The Pros and Cons of Google’s Featured Snippets

You have probably noticed that when you conduct a search on Google you can now usually find your answer without having to click through to a website. The information is conveniently presented as a short blurb in a box at the top of the results page.

However, these boxes are causing more problems than you might realize.

What is a Featured Snippet

When you conduct a search on Google, sometimes the results page will present you first with a box containing a short answer to your query before the standard results format (page name followed by URL followed by page sample). These boxes are known as “featured snippets,” or “answer boxes.”
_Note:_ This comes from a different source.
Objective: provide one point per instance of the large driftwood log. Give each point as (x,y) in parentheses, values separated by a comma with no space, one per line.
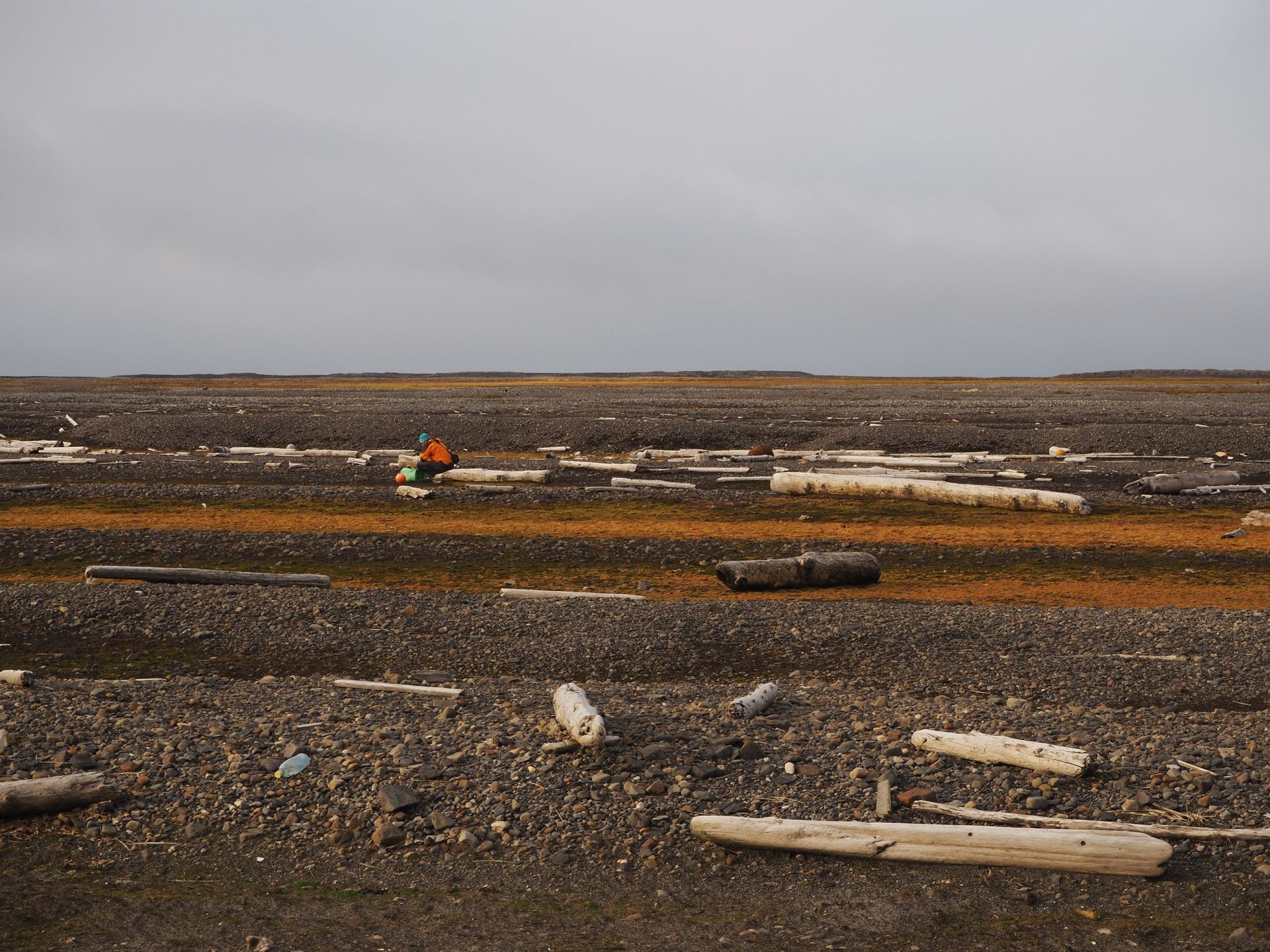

Featured snippets are given the most visible position on the SERP, but are considered as occupying slot #0 on the page. The first search result to appear in the standard format, after the snippet box, is still considered the #1 ranked search result.

What’s Good

Ahref is a company that provides tools, solutions and research on SEO. They released a study in May that details the effects of featured snippets on interactions between users and listed sites.

Ahref explains that the information that appears in the featured snippet comes from one of the sites in Google’s search results for that particular query. According to the study, the information usually comes from one of the top 10 ranked results.
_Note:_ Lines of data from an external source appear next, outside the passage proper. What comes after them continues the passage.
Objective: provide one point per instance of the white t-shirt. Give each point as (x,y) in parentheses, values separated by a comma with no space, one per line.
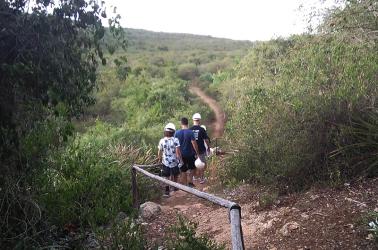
(168,145)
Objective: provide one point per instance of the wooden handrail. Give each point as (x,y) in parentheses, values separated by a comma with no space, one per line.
(234,208)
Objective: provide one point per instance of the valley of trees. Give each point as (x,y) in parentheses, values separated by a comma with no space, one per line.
(80,103)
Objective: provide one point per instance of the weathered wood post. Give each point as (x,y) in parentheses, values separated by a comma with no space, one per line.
(236,229)
(234,208)
(134,188)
It is often difficult for sites to climb the ranking ladder once they are in the top 10. The #1 position sees the highest percentage of user click-throughs, so that is the position sites are trying to get to. What’s great about the snippet is that getting a site’s information featured in the #0 spot is much easier than getting it #1, as it only requires a few small adjustments to the site’s content.

According to Ahref, keywords have a large effect on whether a site’s content will be featured, but it is long-tail keywords that trigger the majority of featured snippets.

They also found:

  • Google doesn’t seem to be featuring only pages with the strongest backlink metrics.
  • Words that most trigger featured snippets: recipe (2.3%); best (2.3%); vs (2.3%); make (1.3%); definition (1.3%).
  • Most featured websites: wikipedia.org (11.2%); wikihow.com (1.7%); allrecipes.com (1.3%); quora.com (1.2%); webmd (1.1%).

The Problem

Featured snippets pose an advantage to the user who no longer has to visit many websites to answer their query; however, this means there is less traffic going to the sites that appear in the search results—including the featured site.

Ahref found that for SERPs that don’t have a snippet, 26% of clicks go to the first URL listed, while pages with a featured snippet only see 8.6% of clicks go to the featured site and 19.6% go to the #1 slot.

They also found that results on SERPs with a featured snippet are clicked on 70.2% of the time, as opposed to 74.2% SERPs without featured snippets.

As the writers as Ahref say, this is not surprising since the point of the featured snippet is to make the searcher click through fewer websites for their answer.